Friday 29 August 2008

The Man In The Ant Hill


Tales To Astonish #27, January 1962
(Stan Lee, Larry Lieber, and Jack Kirby)

I was going to skip over this as being more of a monster book than a superhero one, but Henry Pym wanted me to remind you that, barely a month after Reed Richards and his pals were exposed to cosmic rays, he was following in their footsteps, albeit without a costume, any supervillains, or any of the other trappings of what we would recognise as modern superhero comics. I did try to tell him that, really, this is just one of a million monster books of the 50s and 60s, and that he should just wait his turn, but he was very insistent. And you don't argue with Hank Pym...


Anyway, enough with the cheap shots, let's get on with the adventures of Hank Pym before he became a wifebeater. Our tales begins in Pym's laboratory, where our hero has just devised a serum which shrinks stuff.

Pym has being working on his formula for months, ever since he was dissed by his scientist pals.

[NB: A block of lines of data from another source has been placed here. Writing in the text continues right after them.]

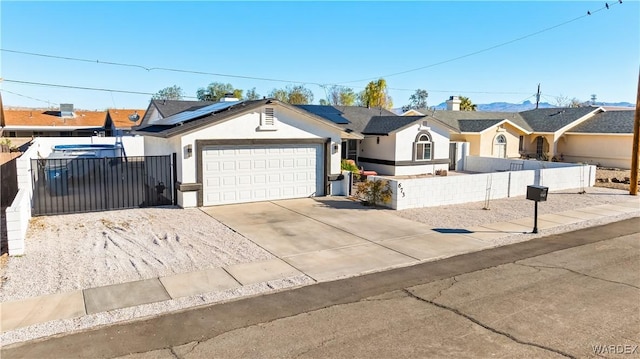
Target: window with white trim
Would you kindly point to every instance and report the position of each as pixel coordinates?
(423, 147)
(500, 146)
(268, 119)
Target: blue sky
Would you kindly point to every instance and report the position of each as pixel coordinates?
(313, 43)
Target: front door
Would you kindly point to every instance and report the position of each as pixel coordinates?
(453, 154)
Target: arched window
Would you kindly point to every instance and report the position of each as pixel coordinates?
(540, 146)
(424, 147)
(500, 146)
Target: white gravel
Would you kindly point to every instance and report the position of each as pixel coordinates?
(78, 251)
(73, 252)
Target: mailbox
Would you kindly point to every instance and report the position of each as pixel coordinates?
(537, 193)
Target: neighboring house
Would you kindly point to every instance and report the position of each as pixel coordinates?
(120, 121)
(244, 151)
(392, 145)
(605, 139)
(52, 123)
(559, 134)
(164, 108)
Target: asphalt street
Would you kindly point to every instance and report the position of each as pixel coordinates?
(570, 295)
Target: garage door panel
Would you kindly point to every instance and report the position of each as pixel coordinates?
(212, 182)
(287, 163)
(234, 174)
(259, 164)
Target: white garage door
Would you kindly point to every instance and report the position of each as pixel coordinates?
(236, 174)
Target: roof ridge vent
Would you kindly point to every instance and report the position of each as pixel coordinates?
(66, 110)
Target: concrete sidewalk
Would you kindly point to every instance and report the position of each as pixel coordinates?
(346, 251)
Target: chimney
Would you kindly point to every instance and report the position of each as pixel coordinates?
(66, 110)
(228, 97)
(453, 103)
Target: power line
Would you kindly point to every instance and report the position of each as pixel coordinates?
(155, 68)
(321, 85)
(607, 6)
(29, 97)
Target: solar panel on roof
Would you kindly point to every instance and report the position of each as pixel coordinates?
(190, 115)
(329, 112)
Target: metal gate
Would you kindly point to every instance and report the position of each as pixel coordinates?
(80, 184)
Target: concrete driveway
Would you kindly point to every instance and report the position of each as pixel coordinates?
(329, 238)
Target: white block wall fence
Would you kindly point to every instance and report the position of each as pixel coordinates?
(445, 190)
(19, 213)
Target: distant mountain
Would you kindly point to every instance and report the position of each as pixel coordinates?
(527, 105)
(617, 104)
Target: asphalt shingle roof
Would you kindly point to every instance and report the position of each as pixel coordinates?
(553, 119)
(463, 120)
(383, 125)
(476, 125)
(211, 118)
(607, 122)
(358, 117)
(120, 117)
(171, 107)
(81, 118)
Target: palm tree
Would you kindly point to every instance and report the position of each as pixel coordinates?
(466, 104)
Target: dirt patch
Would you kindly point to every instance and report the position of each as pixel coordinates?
(613, 178)
(77, 251)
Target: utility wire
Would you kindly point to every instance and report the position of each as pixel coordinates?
(83, 88)
(29, 97)
(607, 6)
(322, 85)
(154, 68)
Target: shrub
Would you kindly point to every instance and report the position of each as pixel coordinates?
(348, 165)
(374, 192)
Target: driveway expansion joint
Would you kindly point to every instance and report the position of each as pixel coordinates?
(453, 282)
(485, 326)
(540, 267)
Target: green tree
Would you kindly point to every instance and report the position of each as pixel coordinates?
(577, 103)
(466, 104)
(217, 90)
(169, 93)
(375, 95)
(252, 95)
(417, 100)
(295, 95)
(341, 96)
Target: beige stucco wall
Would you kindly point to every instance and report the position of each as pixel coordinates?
(474, 142)
(481, 144)
(604, 150)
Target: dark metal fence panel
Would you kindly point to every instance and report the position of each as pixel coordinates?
(9, 181)
(77, 185)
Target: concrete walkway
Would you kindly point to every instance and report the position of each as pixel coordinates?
(325, 238)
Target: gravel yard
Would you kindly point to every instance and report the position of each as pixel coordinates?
(77, 251)
(71, 252)
(472, 214)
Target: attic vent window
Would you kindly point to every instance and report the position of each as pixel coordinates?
(268, 121)
(268, 117)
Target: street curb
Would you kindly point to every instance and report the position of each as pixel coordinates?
(205, 322)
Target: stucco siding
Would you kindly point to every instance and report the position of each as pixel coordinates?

Take a look at that last panel. Anyone really surprised that Pym turns out to be a bit of a nut-job? So, having perfected his shrink-serum, Pym tries it out on a chair. When the chair doesn't die, our Hank skips the whole "testing on animals" stage of his research, and moves straight on to the "testing on myself" stage.

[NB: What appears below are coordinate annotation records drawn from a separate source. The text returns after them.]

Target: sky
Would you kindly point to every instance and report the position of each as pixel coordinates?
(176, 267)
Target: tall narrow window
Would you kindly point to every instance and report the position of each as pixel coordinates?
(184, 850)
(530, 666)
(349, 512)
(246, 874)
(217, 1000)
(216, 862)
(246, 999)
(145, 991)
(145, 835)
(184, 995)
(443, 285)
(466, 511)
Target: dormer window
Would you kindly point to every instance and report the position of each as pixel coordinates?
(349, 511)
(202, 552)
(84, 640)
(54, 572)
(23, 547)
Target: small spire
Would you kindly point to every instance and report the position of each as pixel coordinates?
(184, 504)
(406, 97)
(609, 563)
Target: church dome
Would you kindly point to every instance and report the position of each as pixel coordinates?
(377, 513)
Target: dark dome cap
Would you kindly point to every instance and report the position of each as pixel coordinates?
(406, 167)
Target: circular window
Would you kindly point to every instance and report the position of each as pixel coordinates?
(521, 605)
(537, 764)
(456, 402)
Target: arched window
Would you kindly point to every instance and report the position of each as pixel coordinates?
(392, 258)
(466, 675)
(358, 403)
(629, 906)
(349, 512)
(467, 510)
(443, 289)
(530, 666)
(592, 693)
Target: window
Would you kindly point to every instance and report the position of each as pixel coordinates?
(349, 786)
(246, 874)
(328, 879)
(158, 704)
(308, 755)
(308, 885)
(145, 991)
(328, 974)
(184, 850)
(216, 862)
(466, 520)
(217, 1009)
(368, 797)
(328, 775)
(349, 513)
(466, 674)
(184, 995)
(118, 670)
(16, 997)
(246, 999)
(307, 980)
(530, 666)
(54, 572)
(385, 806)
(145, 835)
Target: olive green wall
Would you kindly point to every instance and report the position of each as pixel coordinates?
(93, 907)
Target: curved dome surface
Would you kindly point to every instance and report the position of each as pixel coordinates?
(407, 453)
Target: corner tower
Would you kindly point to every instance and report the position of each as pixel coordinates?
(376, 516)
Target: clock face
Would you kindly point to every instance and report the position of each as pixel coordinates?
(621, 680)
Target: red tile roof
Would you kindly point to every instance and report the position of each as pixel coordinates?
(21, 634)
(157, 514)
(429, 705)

See what I mean? Unstable at best, pure nuts at worst. Ah well, moving on, the shrunken Dr Pym barely has time to panic about his current state, before the residents of a nearby ant-hill, hearing his alarmed cries, decide to make a meal of him. Rather than, as you or I might do, running back into my now-oversize laboratory and hiding, Hank decides instead to hid in the ant-hill.

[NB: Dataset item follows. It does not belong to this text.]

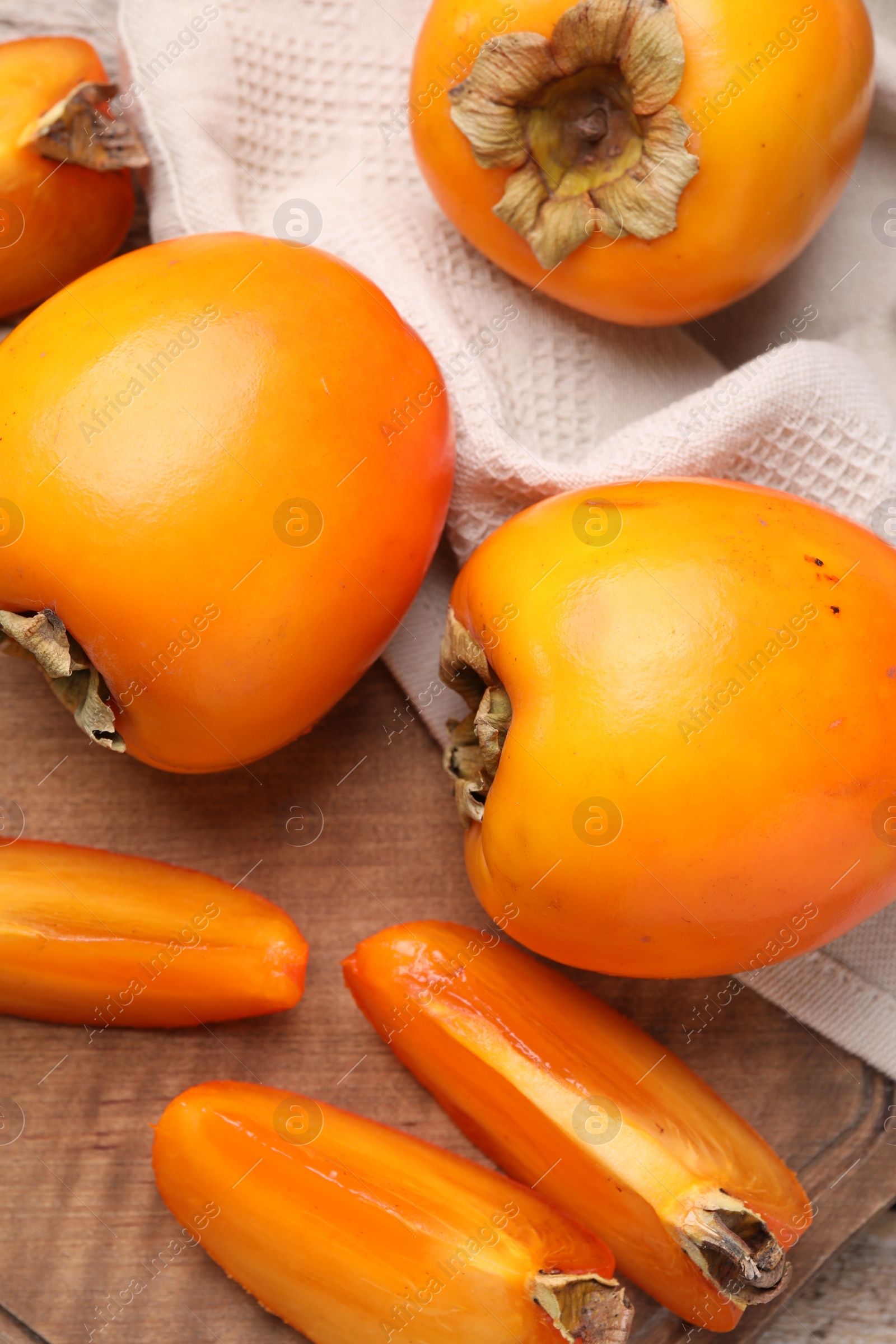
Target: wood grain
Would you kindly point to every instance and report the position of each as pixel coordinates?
(82, 1218)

By some miracle, Pym stumbles across an unused match, and lights it, setting a fire in order to burn out those pesky formicidae. Good thing shrunken scientists are immune to fire and smoke, eh?

With the nest aflame, Hank makes a run for it, but...


Oh my! However will our hero get out of this life-threatening situation? By the fine art of judo, how else?


Go, Hank, go! Dr Pym makes it back to his laboratory, aided by a for-no-apparent-reason friendly ant, and manages to restore himself to full size. Is this the start of a new career for Doctor Pym, Scientific Adventurer?


Oh. Ah well, we'll see. Meantime, I guess Pym's scientist friends will feel somewhat vindicated for their earlier mocking. This being a scary science book, presumably those self-same scientists will be food for Spragg the Living Hill soon enough.